I've known about screen for a few years. I never did use it until recently though. When I tried it out a few years ago I came away with the impression that it wasn't worth the trouble since I'd have to learn another set of keystrokes. When I tried it back then, I didn't like Ctrl-A or any of the other keystrokes that came with it (all prefixed with Ctrl-A).
Of course the activating keystroke (Ctrl-A) can be configured to be something else, but the rest of the keystrokes still seemed unnecessary cruft to learn.
I recently looked at screen again though and I've fallen in love with it. I don't use it as efficiently as I might. I still have a problem with the keystrokes, so I learn the minimum that I need (Ctrl-Ad, Ctrl-AA, Ctrl-A[, Ctrl-A],Ctrl-An, Ctrl-Ap, Ctrl-A", Ctrl-AX) and leave the other commands alone until I find that I need them.

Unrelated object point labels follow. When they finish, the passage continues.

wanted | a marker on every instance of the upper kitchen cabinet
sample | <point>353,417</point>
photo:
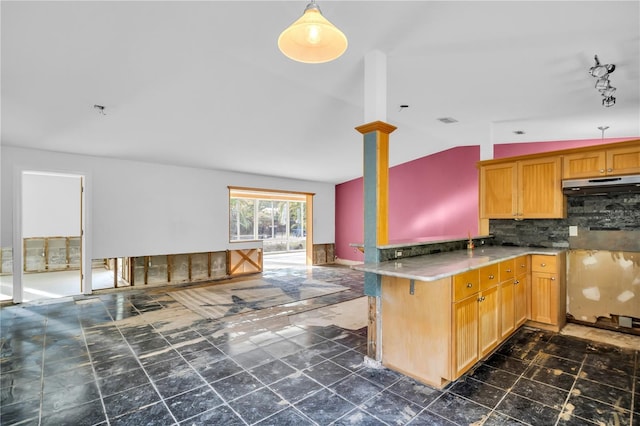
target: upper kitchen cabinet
<point>622,160</point>
<point>523,189</point>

I still only have limited space in my brain for keystrokes, so I economize.
The problem with screen now is that I've got 8 processes running in screen at work (I'm working remotely because my baby is sick and I need to be home to help take care of him). I can barely multi-task 3-4 processes, and now I'm running 8. Of course, they're all long running database processes and once they're set up they run independently until they complete. I could then move on to another set of 3-4 things to do. I avoid doing that too though since when any in the first set of tasks finish, I'll have forgotten what the purpose of it was :-). And frankly, some of these tasks are going to take hours. I can't afford to keep adding sets of 3-4 tasks until I can't count them anymore :-).
I do find screen very useful though. Mainly, as a replacement for nohup. Now I can start a screen session remotely, run the program in screen, give it any interactive commands it might need (hard with nohup) and then leave it running. Previously, I'd have problems with running a program over ssh (when the vpn would burp, I might lose the session, I certainly couldn't control it remotely anymore). And nohup has problems with interactivity. Screen is a great help there since I can get interactivity, and if ssh breaks because of network issues, I just ssh there again and re-attach to the screen.
I didn't know about -x back then too, when I was first looking at screen. I like working with 3 or 4 actual terminals on my monitor. That's one reason I don't like KDE, it's necessary to manually detach a tab. In gnome, I can just turn off the menus (in fact, I use aterm now, but for a while I was using gnome-terminal) and have terminal windows automatically open in new windows rather than tabs (when I do Ctrl-Shift-N in one terminal it creates a new terminal as a separate window.
For screen, I just ssh to the remote box, screen -x, do that 3 or 4 times, and then have each terminal go to a different screen sub-session (Ctrl-Alt-" or Ctrl-Alt-n a few times).
I've even used screen for discussing/team-programming. The several people in the discussion all connect to the same screen session and then discuss, view, and test code while all looking at the same editor sessions, debug screens, etc. That works for command line work, or just basic code slinging. of course, testing in a browser, or in some graphical environment is harder. I've avoided those complexities for now though, although of course vnc is waiting in the wings for when I need it.